If you are that upset about the shot, I wouldnt do it again b/c maybe next time you wouldnt be that lucky. You probably really would have been upset if you hit it in the leg or hind and it got away. You made a great shot and you must have had confidence in yourself to do so. 

I can appreciate a good clean kill. I like that you stalked it to get closer for a better shot. I dont think a lot of hunters would have done this rather they may have taken a 150 yard shot. I agree with you and I see where you are coming from. I made an 80 yard shot about 5 years ago on a doe and double lunged her and she ran 20 yards and that was it. I never felt bad about my shot but to this day I wonder if I would make that good of a shot so I will not take it again. I will not take a shotgun shot over 50 yards or a bow shot over 25 yards because this is where I am confident. 
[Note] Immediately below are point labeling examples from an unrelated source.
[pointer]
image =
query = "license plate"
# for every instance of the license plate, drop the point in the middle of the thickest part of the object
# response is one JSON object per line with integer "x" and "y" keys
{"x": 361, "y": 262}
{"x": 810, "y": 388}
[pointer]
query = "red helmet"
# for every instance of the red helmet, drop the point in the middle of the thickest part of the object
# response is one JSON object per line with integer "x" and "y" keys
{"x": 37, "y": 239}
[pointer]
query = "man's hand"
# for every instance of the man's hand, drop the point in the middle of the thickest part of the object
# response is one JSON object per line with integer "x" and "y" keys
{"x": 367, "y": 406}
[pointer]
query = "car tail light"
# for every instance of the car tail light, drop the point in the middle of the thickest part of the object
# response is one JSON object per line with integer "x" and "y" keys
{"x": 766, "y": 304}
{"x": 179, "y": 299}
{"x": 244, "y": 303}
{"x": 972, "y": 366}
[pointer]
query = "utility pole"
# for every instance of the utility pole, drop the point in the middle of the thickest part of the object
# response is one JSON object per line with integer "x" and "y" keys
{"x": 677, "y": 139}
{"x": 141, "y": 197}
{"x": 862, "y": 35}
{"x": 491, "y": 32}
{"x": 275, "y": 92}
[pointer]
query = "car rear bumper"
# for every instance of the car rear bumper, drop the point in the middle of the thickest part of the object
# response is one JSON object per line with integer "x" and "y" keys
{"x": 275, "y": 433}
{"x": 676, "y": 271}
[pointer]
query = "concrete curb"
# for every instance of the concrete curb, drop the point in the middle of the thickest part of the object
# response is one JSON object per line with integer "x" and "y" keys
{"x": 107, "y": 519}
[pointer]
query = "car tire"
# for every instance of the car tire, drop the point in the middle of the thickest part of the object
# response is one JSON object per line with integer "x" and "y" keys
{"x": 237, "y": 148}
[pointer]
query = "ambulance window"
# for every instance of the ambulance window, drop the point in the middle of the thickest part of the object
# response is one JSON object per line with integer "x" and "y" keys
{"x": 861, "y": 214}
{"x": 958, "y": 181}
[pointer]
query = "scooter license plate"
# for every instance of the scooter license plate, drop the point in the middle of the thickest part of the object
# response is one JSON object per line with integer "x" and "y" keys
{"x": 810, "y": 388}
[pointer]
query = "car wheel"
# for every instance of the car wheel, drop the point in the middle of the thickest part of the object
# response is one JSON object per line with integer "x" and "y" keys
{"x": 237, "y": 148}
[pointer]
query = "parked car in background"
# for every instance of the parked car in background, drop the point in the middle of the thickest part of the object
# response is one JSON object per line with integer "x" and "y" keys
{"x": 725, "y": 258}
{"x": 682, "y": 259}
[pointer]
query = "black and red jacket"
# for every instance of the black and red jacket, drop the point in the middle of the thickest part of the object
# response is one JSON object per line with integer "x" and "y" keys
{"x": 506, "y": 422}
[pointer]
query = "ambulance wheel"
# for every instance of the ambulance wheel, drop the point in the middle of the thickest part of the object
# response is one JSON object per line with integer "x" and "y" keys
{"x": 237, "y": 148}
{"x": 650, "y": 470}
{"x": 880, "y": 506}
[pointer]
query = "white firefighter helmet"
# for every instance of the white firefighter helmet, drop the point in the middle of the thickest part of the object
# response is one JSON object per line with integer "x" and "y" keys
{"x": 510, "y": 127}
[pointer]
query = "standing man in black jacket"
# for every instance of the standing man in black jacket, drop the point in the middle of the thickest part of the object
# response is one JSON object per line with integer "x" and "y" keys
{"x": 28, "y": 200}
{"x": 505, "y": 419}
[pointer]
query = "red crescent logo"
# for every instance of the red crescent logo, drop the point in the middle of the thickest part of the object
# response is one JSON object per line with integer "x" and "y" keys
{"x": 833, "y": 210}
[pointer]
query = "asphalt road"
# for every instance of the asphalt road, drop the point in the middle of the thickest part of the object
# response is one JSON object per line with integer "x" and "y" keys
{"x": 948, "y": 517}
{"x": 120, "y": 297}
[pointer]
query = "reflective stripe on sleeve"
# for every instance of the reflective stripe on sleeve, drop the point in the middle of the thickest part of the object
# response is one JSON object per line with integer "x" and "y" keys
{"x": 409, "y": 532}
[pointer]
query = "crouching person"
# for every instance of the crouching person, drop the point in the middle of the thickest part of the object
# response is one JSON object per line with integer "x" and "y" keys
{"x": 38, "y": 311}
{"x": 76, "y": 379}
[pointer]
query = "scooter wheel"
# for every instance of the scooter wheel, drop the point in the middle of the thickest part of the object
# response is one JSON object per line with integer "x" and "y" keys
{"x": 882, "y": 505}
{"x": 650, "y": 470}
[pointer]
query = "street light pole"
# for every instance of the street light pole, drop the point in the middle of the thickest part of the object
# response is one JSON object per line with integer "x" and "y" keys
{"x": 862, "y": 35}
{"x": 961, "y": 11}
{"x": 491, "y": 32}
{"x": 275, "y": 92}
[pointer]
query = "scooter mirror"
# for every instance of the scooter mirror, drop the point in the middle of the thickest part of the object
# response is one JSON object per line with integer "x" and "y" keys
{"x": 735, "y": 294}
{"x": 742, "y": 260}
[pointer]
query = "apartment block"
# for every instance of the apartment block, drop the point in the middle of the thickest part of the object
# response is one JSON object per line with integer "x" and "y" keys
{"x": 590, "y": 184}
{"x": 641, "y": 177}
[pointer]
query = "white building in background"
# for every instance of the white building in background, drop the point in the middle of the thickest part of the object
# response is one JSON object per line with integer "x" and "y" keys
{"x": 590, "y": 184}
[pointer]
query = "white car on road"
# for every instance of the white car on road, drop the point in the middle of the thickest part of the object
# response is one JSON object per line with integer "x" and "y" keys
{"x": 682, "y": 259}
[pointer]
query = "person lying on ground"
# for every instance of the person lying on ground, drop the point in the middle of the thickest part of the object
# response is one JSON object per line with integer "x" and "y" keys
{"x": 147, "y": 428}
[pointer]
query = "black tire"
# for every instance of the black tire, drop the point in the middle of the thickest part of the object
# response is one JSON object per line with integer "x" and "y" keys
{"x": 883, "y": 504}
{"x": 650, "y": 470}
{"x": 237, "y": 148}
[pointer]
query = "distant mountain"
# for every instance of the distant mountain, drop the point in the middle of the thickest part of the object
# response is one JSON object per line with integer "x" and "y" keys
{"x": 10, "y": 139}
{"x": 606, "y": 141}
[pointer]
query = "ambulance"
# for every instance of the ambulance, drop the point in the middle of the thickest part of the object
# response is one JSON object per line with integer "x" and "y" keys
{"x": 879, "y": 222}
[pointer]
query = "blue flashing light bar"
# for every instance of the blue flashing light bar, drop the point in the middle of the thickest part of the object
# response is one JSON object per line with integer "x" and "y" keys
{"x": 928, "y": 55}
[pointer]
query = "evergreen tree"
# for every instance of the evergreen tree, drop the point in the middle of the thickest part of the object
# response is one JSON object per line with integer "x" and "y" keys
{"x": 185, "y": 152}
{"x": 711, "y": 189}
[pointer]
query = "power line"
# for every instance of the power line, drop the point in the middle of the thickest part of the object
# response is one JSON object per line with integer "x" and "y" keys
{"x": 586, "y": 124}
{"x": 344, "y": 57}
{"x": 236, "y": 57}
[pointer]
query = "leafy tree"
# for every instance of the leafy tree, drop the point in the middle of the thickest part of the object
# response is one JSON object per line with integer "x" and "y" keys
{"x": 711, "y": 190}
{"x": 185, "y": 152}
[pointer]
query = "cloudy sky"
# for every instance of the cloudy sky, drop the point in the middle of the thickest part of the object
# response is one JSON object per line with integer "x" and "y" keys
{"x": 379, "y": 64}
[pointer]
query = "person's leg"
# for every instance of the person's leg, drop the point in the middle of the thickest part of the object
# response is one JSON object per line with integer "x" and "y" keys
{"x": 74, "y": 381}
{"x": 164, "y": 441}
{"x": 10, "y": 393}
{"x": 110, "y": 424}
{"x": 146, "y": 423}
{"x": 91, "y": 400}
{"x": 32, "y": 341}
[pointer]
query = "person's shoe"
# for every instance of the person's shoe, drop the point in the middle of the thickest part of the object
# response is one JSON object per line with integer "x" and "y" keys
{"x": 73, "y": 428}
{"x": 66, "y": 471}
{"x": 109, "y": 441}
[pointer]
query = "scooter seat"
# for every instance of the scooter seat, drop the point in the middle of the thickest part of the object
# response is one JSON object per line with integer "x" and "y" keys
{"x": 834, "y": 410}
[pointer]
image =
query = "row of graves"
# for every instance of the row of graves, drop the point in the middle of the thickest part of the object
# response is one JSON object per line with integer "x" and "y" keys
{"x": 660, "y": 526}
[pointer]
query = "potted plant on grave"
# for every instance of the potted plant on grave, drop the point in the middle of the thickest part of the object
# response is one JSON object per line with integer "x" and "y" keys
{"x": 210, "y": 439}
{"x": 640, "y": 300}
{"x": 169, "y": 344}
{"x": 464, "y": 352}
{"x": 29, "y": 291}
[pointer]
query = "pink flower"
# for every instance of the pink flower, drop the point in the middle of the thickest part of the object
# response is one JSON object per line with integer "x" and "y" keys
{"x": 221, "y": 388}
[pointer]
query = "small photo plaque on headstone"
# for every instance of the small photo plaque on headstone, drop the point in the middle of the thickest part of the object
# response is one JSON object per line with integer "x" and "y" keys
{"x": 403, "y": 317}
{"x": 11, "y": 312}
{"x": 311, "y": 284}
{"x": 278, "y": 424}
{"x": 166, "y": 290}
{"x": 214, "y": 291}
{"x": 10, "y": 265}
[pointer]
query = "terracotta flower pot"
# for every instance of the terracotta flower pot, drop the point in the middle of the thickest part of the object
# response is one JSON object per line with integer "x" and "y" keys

Because of this theory in the last 2 years I have had to pass up on 3 pope and young bucks because I wasnt sure of the shot. The first one was only 20 yards away but the deer was walking fast towards some does and I didnt want to take a moving shot. A friend of mine killed this deer later and it was a 10 pointer with a 26 inch inside spread that scored 163. This year I had two monsters come 12 yards away but both were facing me and I just wasnt comfortable with the shot. If you practice from 100 yards and you are consistent, more power to you and take that shot every time. I made my decision on shots when I was young and shot a button buck in the rump. Luckily he only went about 15 yards before I made a clean shot that he never even felt through the vitals. I just kept thinking about the shot I made in the rump and how stupid it was to shoot at a running deer. Some like deer drives, I stay away for this reason. Bottom line: There are a lot of idiots out there that take 300 yard shots at a deer, or that I hear shooting an elk with a rifle from 400 yards and knocking its leg off. Give me a break. You are not this type of hunter. So, congratulations on your deer and it will be a memory for a lifetime.


----------